Отец Асмик вернулся с работы. Пришёл и устало сел на мою постель. Он не знал, то ли говорить, то ли дремать. Всё в нём — и то, как он стучался в дверь, и как рухнул, сев, и то, как говорил, — всё было медленное и непреложное. Он сказал:
— Кто из нас лучше парень — я или ты?
Сказал:
— Если болит, не отвечай.
Сказал:
— Но мы с тобой должны вместе сесть за стол.
Я посмотрел на свою тумбочку и окаменел.
— Возьмём твой хлеб, — сказал он, — мой хлеб возьмём и как мужчины сядем за стол, как настоящие друзья-товарищи. Из Шулавера виноградную водку привезли, — сказал он, — живём.
Я покачал головой. Он сказал:
— Да я не о тебе, не о тебе я думаю, о себе, не могу один обедать. В армии привык за компанию.
Обманывал, конечно.
— Врёшь, — сказал я.
— Вру или не вру, — сказал он, — всё равно я старше.
Он тяжело поднялся, тяжело, словно булыжник доставал, вытащил из моей тумбочки один хлеб, всеми лёгкими вдохнул его запах и сказал так, что я до сих пор это помню:
— Нашего трудного хлеба запах. Вставай.
Пока я дошёл до их комнаты, я десять раз взмок и обсох.

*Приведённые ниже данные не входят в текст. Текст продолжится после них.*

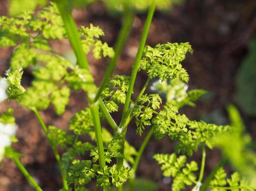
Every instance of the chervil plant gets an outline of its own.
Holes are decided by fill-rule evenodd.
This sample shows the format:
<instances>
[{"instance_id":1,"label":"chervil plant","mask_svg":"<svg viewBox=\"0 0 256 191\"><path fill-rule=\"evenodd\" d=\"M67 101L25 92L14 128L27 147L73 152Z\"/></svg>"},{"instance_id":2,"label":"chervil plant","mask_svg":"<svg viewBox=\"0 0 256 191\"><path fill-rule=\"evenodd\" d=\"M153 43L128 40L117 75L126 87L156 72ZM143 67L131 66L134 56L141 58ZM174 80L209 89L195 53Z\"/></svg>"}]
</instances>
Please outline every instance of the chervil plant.
<instances>
[{"instance_id":1,"label":"chervil plant","mask_svg":"<svg viewBox=\"0 0 256 191\"><path fill-rule=\"evenodd\" d=\"M237 133L238 129L232 128L233 125L192 121L179 112L185 105L195 106L195 102L205 93L202 90L188 91L189 76L182 62L187 53L192 53L191 45L166 43L145 46L156 5L166 7L170 1L104 1L109 10L124 13L123 25L114 49L101 40L104 34L99 27L91 24L77 28L70 7L78 1L56 0L36 12L28 10L28 7L44 5L46 1L28 1L28 6L23 9L27 11L22 12L17 8L20 2L11 2L10 11L14 17L0 18L0 46L11 47L14 50L10 69L0 78L0 101L15 99L35 114L59 165L62 190L86 190L92 181L95 182L95 190L100 188L109 190L117 187L122 190L127 181L128 189L134 190L140 158L153 135L159 140L167 136L176 143L173 153L156 153L153 157L161 165L164 176L172 178L172 190L179 190L187 186L193 190L254 190L255 185L251 180L255 179L246 181L245 178L248 174L240 175L239 172L226 178L221 165L203 181L206 149L218 146L229 158L232 153L226 151L224 136L233 135L236 139L231 139L232 141L240 140L240 154L248 143L241 138L241 129ZM148 7L131 76L113 76L135 12ZM65 59L49 43L61 39L69 40L77 63ZM86 58L90 51L95 59L111 58L99 87L94 83ZM34 78L31 86L25 89L21 82L27 69L31 70ZM139 72L145 72L148 78L136 97L134 87ZM150 88L155 92L146 93L153 81ZM67 130L46 126L38 110L52 105L58 115L63 114L72 91L84 92L88 107L74 115ZM122 116L119 123L112 118L113 112ZM131 130L129 124L132 120L135 121L138 137L147 132L138 151L126 140L127 131ZM111 132L102 127L104 120L112 128ZM17 127L11 108L0 116L0 137L3 140L0 143L0 160L3 157L12 160L34 189L42 190L20 162L22 155L11 147L12 142L17 141L15 137ZM85 135L89 135L91 141L83 141L81 138ZM59 148L65 151L62 155L58 152ZM199 148L202 150L200 167L189 159ZM86 154L90 157L85 157L89 156ZM251 156L254 157L253 154ZM241 171L237 167L239 164L232 164Z\"/></svg>"}]
</instances>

Я видел перед собой его тяжёлую спину, и в руках его мой солёный, жуткий хлеб. Я стеснялся смотреть на Асмик, потому что она видела моё поражение. Этот хлеб, испечённый моей матерью и сестрёнкой из зерна, которое мой отец понёс к овитовской мельнице и вернулся ни с чем, весь мокрый от досады и оттого, что шёл в гору… Вот этот вот хлеб он положил рядом с городским лёгким белым хлебом и сел, уперев локти в стол. Он содержал семью, на столе его была водка, их скатерть была белым-бела, в доме их было тепло, он привёл к себе в дом больного мальчика и хотел накормить его обедом, он был спокоен… Он не знал, что горло у этого мальчика перехвачено от обиды, он медленно, глотками выпил водку, протянул руку, отломил от моего хлеба краюху, понюхал её и стал есть.

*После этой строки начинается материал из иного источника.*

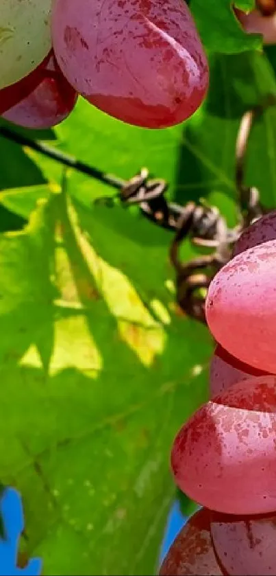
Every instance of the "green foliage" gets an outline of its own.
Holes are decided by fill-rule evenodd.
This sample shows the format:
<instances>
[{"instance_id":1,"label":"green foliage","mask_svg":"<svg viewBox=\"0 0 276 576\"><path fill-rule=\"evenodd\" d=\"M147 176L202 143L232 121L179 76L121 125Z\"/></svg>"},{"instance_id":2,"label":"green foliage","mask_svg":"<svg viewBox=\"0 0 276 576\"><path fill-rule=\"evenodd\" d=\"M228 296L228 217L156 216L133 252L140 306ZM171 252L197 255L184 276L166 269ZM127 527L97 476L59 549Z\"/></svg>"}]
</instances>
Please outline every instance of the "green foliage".
<instances>
[{"instance_id":1,"label":"green foliage","mask_svg":"<svg viewBox=\"0 0 276 576\"><path fill-rule=\"evenodd\" d=\"M220 51L227 30L223 51L242 54L210 55L208 97L190 121L143 130L79 101L41 137L124 178L147 165L171 198L204 196L233 225L239 122L276 93L276 59L249 51L255 38L229 1L218 5L192 2L206 45ZM275 115L257 122L247 164L268 207ZM22 494L23 546L48 576L153 574L175 494L171 443L206 398L213 346L175 307L171 234L136 208L92 205L114 192L73 172L64 185L58 165L3 139L0 174L0 481ZM193 253L186 243L183 257Z\"/></svg>"},{"instance_id":2,"label":"green foliage","mask_svg":"<svg viewBox=\"0 0 276 576\"><path fill-rule=\"evenodd\" d=\"M233 3L237 8L252 8L254 0L191 0L192 10L202 41L210 52L236 54L244 50L260 48L261 37L258 34L247 35L233 11Z\"/></svg>"}]
</instances>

Продолжая жевать, он подмигнул мне.
— Ничего, ты парень что надо, но и мы не лыком шиты. Горчицу ел когда-нибудь, чистую горчицу?

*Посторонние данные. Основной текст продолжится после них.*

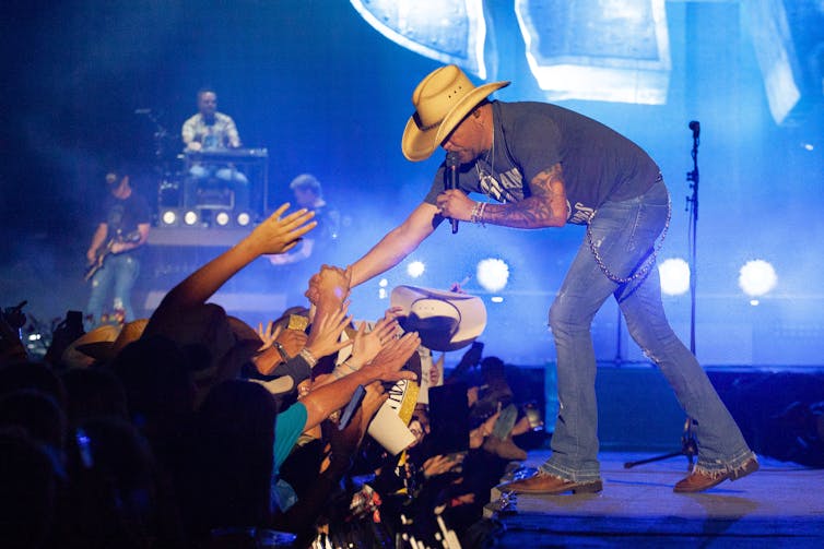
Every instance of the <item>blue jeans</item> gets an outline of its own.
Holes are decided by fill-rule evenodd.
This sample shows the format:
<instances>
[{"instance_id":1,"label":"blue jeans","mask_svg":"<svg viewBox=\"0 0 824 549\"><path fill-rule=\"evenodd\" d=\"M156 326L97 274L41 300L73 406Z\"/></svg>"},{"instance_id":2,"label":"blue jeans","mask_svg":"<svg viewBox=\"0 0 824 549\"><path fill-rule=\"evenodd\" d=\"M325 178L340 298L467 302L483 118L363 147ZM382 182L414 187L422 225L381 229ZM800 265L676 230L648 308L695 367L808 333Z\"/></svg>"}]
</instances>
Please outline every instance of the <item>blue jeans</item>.
<instances>
[{"instance_id":1,"label":"blue jeans","mask_svg":"<svg viewBox=\"0 0 824 549\"><path fill-rule=\"evenodd\" d=\"M659 181L641 196L607 202L598 210L589 227L592 244L613 275L628 278L649 258L667 223L668 202L667 187ZM657 266L652 264L636 281L615 283L598 265L585 237L550 309L557 350L560 410L552 455L541 469L574 481L600 477L596 357L590 327L610 295L626 319L629 335L658 366L681 407L694 420L697 467L708 473L723 472L753 456L706 372L670 327Z\"/></svg>"},{"instance_id":2,"label":"blue jeans","mask_svg":"<svg viewBox=\"0 0 824 549\"><path fill-rule=\"evenodd\" d=\"M101 323L105 312L113 313L117 309L123 311L126 322L134 320L131 308L131 289L140 274L140 261L133 253L119 253L106 258L103 267L92 277L92 294L89 297L86 314L92 315L92 325ZM111 295L111 301L106 303L106 296Z\"/></svg>"}]
</instances>

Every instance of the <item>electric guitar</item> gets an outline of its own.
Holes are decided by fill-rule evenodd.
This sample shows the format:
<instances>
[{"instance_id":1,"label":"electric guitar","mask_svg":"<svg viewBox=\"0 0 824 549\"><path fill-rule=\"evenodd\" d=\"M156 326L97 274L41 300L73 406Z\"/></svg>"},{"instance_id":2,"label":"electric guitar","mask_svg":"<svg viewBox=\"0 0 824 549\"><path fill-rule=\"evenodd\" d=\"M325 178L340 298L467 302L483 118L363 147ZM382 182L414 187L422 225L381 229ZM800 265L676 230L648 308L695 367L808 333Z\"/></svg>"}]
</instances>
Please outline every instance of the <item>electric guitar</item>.
<instances>
[{"instance_id":1,"label":"electric guitar","mask_svg":"<svg viewBox=\"0 0 824 549\"><path fill-rule=\"evenodd\" d=\"M130 232L126 236L126 238L121 238L120 235L116 235L108 239L106 242L106 246L103 246L97 249L97 252L95 253L94 261L89 264L86 267L86 272L83 274L83 281L89 282L92 279L92 277L103 268L103 263L106 261L106 258L108 258L111 254L111 248L117 242L139 242L140 241L140 232L134 231Z\"/></svg>"}]
</instances>

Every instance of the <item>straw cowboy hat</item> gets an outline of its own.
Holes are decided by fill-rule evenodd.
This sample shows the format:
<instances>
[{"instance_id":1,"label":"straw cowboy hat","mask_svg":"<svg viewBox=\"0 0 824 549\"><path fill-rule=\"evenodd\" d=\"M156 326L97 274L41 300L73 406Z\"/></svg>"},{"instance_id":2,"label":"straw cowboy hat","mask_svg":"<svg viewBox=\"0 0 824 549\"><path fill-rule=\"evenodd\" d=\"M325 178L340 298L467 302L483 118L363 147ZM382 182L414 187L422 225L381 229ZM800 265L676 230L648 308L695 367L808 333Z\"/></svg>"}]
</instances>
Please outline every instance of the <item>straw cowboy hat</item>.
<instances>
[{"instance_id":1,"label":"straw cowboy hat","mask_svg":"<svg viewBox=\"0 0 824 549\"><path fill-rule=\"evenodd\" d=\"M398 286L390 301L401 309L401 327L417 332L421 344L432 350L466 347L486 327L486 307L481 298L468 294Z\"/></svg>"},{"instance_id":2,"label":"straw cowboy hat","mask_svg":"<svg viewBox=\"0 0 824 549\"><path fill-rule=\"evenodd\" d=\"M431 72L412 93L415 112L403 130L403 156L412 162L425 160L432 156L479 103L494 91L508 85L509 82L504 81L475 87L455 64Z\"/></svg>"},{"instance_id":3,"label":"straw cowboy hat","mask_svg":"<svg viewBox=\"0 0 824 549\"><path fill-rule=\"evenodd\" d=\"M120 326L104 324L76 339L70 348L101 362L108 362L131 342L140 339L149 319L138 319ZM69 349L67 349L69 351ZM63 359L71 355L63 354ZM89 366L83 360L68 360L70 366Z\"/></svg>"}]
</instances>

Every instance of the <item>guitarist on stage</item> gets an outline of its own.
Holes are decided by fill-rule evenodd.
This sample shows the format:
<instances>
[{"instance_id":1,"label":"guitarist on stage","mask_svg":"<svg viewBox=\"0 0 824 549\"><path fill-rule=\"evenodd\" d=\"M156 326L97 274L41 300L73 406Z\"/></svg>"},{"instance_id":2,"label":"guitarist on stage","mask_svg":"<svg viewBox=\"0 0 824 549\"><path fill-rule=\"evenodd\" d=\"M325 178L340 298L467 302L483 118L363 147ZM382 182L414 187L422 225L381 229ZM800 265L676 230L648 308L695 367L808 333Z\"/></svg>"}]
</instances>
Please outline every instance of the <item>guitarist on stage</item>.
<instances>
[{"instance_id":1,"label":"guitarist on stage","mask_svg":"<svg viewBox=\"0 0 824 549\"><path fill-rule=\"evenodd\" d=\"M92 285L86 314L92 326L134 320L131 289L140 273L140 248L149 238L151 224L149 203L131 188L128 175L106 174L106 187L109 193L86 252L86 279Z\"/></svg>"}]
</instances>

Он жевал мой солёный хлеб и рассказывал. Жене и дочке он не дал притронуться к моему хлебу, положил его перед собой и, медленно разжёвывая, словно камень зубами размалывал, рассказал:
— Горчица, чистая горчица, по истории пятёрки получаешь, знаешь, конечно, что такое ленинградская блокада. А вообще-то ничего не знаешь. Это когда тебя схватят за горло и душат, без конца душат, и ты знаешь, что это не сон, — проснёшься и пройдёт, глядя тебе в глаза, тебя душат — это и есть ленинградская блокада.